Laserraptoren! Kung Fury machts vor.


----------



## Odin333 (3. Oktober 2016)

Das Ende war für mich die Absolute Katastrophe die dem Film den endgültigen  Trash-Todesstoss gegeben hat. Dümmer geht es wirklich nicht mehr.

Im zweiten Teil gibt es dann bestimmt gen-veränderte Microsaurier die als schwarze Wolke durch die Luft fliegen und Menschen wie Piranhas auffressen. Oder ein Perversling hat einen T-Rex bestiegen und die Abkömmlinge sind superingelligente T-Rex-Mensch-Hybriden die mit Kettensäge oder Axt auf Menschenjagd gehen...
Irgend ein Schwachsinn wird denen schon einfallen.


----------



## Seegurkensalat (3. Oktober 2016)

Noch spannender & gruseliger? Da ist die Messlatte ja nun nicht sonderlich hoch. Noch mehr product placement wäre schon deutlich herausfordernder: https://www.youtube.com/watch?v=XdfN8MMpp6w


----------



## LOX-TT (3. Oktober 2016)

für mich ist Jurassic Park 1 immer noch der beste Teil

weiß nicht ob ich einen 5. Teil der JP/JW-Reihe bräuchte


----------



## Solo-Joe (3. Oktober 2016)

Ich würde mich da jetzt zu weit aus dem Fenster lehnen und das hier kritisieren.

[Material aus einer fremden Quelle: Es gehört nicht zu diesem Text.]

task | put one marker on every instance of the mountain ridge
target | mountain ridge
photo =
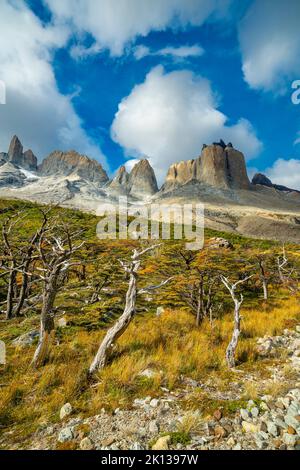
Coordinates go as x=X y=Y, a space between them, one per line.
x=217 y=178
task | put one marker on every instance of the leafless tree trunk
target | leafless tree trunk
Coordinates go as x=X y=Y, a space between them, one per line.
x=56 y=263
x=264 y=279
x=231 y=349
x=130 y=307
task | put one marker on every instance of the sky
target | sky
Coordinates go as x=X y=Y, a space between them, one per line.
x=120 y=80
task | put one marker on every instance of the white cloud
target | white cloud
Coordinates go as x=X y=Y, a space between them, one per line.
x=297 y=140
x=176 y=53
x=270 y=46
x=80 y=52
x=170 y=116
x=285 y=172
x=36 y=111
x=115 y=24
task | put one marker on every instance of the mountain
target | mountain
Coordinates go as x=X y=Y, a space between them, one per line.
x=217 y=178
x=219 y=166
x=72 y=163
x=139 y=183
x=26 y=160
x=263 y=180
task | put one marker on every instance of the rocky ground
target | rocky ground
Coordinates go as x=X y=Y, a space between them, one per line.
x=270 y=422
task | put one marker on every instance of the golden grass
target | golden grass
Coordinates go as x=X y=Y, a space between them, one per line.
x=171 y=345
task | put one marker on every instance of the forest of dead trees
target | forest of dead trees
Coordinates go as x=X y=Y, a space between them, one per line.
x=36 y=264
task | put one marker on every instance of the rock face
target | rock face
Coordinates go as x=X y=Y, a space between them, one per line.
x=140 y=183
x=142 y=180
x=263 y=180
x=68 y=163
x=15 y=151
x=119 y=184
x=27 y=160
x=219 y=166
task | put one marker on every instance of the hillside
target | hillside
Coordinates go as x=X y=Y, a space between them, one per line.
x=166 y=376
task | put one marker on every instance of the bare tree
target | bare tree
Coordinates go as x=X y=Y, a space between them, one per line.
x=129 y=311
x=18 y=257
x=231 y=349
x=285 y=274
x=263 y=277
x=9 y=263
x=55 y=255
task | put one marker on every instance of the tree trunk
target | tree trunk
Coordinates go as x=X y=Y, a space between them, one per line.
x=47 y=322
x=119 y=327
x=265 y=289
x=231 y=349
x=23 y=292
x=10 y=293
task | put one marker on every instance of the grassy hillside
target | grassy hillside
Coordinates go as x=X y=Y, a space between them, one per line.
x=170 y=344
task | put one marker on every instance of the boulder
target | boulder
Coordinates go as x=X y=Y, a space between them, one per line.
x=162 y=443
x=65 y=411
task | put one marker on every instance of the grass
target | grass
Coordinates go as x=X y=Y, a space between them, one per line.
x=171 y=344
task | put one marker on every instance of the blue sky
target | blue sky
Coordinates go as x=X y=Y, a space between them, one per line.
x=184 y=71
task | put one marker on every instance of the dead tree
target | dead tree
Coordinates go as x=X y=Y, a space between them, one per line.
x=55 y=255
x=231 y=349
x=263 y=278
x=18 y=258
x=129 y=311
x=9 y=264
x=284 y=273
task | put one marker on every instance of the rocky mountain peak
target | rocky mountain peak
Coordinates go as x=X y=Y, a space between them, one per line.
x=219 y=165
x=26 y=160
x=71 y=162
x=263 y=180
x=15 y=151
x=142 y=180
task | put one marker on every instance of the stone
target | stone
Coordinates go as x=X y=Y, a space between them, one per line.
x=65 y=411
x=231 y=442
x=86 y=444
x=272 y=429
x=238 y=446
x=263 y=427
x=66 y=435
x=291 y=430
x=218 y=415
x=220 y=432
x=153 y=427
x=254 y=412
x=136 y=446
x=250 y=427
x=154 y=403
x=162 y=443
x=62 y=322
x=108 y=441
x=245 y=414
x=148 y=373
x=26 y=340
x=289 y=439
x=160 y=311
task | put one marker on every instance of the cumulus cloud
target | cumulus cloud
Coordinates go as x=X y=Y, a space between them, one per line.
x=80 y=52
x=170 y=116
x=115 y=24
x=35 y=110
x=176 y=53
x=285 y=172
x=270 y=46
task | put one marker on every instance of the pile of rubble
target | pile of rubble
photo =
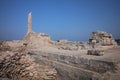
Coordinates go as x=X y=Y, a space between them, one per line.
x=102 y=38
x=18 y=65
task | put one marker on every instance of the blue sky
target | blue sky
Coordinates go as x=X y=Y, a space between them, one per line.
x=73 y=20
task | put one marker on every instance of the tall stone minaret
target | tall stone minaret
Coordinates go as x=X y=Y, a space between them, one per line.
x=29 y=22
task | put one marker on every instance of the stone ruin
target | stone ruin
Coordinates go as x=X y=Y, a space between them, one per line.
x=37 y=57
x=102 y=38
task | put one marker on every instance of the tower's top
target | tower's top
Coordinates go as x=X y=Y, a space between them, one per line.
x=30 y=22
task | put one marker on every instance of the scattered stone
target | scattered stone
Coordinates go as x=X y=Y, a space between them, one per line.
x=101 y=38
x=95 y=52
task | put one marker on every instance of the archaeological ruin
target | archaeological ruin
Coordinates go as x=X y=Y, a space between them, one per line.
x=37 y=57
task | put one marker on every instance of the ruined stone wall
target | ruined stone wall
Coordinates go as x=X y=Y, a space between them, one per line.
x=102 y=38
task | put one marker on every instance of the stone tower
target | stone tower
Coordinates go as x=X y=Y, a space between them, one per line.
x=29 y=22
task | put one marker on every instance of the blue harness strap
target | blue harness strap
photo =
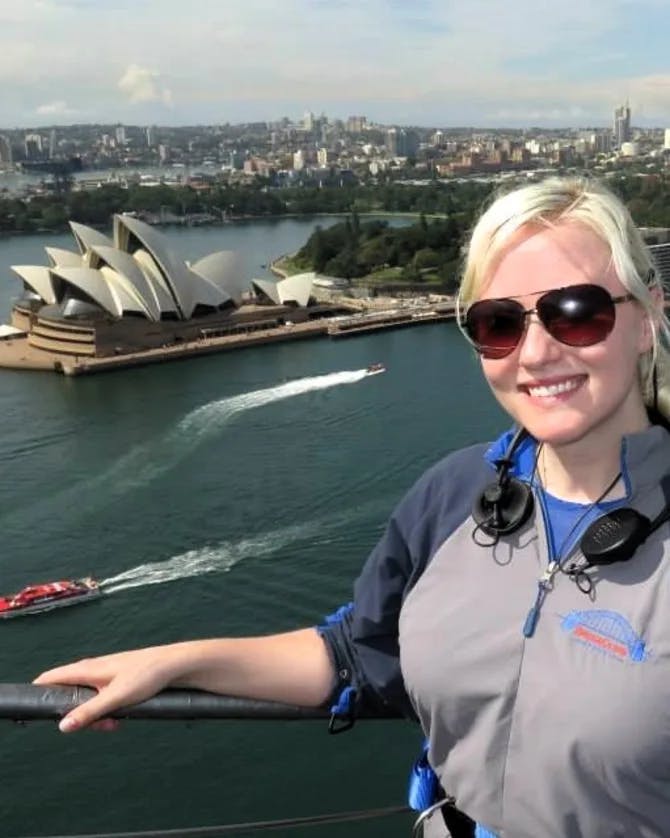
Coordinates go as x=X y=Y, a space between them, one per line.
x=423 y=785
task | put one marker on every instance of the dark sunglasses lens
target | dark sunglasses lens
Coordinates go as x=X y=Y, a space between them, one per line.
x=581 y=315
x=495 y=327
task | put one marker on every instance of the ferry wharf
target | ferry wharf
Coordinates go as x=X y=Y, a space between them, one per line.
x=18 y=354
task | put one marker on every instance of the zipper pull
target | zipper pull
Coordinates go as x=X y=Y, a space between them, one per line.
x=528 y=629
x=547 y=577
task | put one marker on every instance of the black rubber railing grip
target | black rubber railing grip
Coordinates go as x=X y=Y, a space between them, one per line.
x=30 y=702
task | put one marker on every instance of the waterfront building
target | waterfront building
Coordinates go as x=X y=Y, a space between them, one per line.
x=621 y=128
x=132 y=293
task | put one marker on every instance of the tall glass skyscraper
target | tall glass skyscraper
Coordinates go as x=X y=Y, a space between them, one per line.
x=621 y=128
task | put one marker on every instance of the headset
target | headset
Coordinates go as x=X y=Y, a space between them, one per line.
x=505 y=505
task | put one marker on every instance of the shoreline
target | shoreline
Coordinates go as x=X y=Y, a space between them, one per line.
x=238 y=219
x=18 y=354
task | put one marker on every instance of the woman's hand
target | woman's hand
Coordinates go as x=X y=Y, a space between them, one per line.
x=121 y=679
x=293 y=667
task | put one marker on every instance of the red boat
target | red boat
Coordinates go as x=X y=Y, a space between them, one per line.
x=374 y=369
x=37 y=598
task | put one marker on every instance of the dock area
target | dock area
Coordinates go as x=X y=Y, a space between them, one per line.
x=17 y=353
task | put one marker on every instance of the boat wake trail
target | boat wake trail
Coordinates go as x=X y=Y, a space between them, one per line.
x=146 y=462
x=219 y=558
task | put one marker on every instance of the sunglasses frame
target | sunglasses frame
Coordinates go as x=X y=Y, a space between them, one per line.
x=493 y=353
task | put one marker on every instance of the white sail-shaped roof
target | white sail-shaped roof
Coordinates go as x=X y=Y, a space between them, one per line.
x=38 y=278
x=94 y=285
x=292 y=289
x=161 y=293
x=189 y=289
x=296 y=288
x=224 y=269
x=269 y=288
x=124 y=292
x=124 y=265
x=172 y=269
x=58 y=256
x=86 y=237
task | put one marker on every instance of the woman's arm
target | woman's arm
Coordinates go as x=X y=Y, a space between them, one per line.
x=294 y=667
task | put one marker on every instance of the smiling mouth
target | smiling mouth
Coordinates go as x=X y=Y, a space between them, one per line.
x=545 y=391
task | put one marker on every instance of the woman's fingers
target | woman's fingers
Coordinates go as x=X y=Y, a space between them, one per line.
x=108 y=699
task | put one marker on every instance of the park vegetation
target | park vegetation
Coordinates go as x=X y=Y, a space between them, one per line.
x=427 y=252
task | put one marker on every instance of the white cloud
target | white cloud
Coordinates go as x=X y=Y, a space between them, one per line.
x=143 y=85
x=429 y=60
x=57 y=108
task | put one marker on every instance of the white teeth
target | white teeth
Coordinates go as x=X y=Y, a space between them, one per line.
x=554 y=389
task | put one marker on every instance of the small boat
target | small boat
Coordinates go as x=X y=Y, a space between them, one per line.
x=34 y=599
x=375 y=369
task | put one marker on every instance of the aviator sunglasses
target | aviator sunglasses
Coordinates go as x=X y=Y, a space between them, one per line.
x=578 y=315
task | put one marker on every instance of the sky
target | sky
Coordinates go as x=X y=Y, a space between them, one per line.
x=442 y=63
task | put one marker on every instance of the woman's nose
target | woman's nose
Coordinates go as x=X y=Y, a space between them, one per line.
x=537 y=345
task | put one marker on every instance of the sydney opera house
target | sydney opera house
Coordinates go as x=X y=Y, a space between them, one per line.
x=131 y=294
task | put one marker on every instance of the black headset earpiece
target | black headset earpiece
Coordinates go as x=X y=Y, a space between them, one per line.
x=506 y=505
x=503 y=507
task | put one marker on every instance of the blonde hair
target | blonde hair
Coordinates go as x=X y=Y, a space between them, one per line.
x=578 y=201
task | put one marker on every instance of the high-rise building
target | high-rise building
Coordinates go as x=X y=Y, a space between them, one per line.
x=5 y=150
x=299 y=160
x=33 y=146
x=401 y=143
x=356 y=124
x=621 y=128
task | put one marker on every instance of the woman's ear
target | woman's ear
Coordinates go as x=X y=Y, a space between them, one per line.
x=651 y=319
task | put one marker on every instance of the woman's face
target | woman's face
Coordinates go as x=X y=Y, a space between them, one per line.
x=564 y=394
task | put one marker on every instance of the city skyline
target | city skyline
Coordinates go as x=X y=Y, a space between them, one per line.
x=478 y=63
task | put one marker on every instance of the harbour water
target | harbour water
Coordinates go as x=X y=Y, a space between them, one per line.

Keiner weiß was uns erwartet. 

Jurassic Park 1 ist für mich äquivalent zu Jurassic World 1. Der Aufbau ähnelt sich im groben Maße.
Jurassic Park 2 war dann sehr düster. Ich will nicht sagen, dass mir Teil 2 sogar besser gefallen hat ... Er war aber auf jeden Fall ebenbürtig. Gleiches kann hier auch geschehen. Ich bin gespannt. Geschaut wird er auf jeden Fall.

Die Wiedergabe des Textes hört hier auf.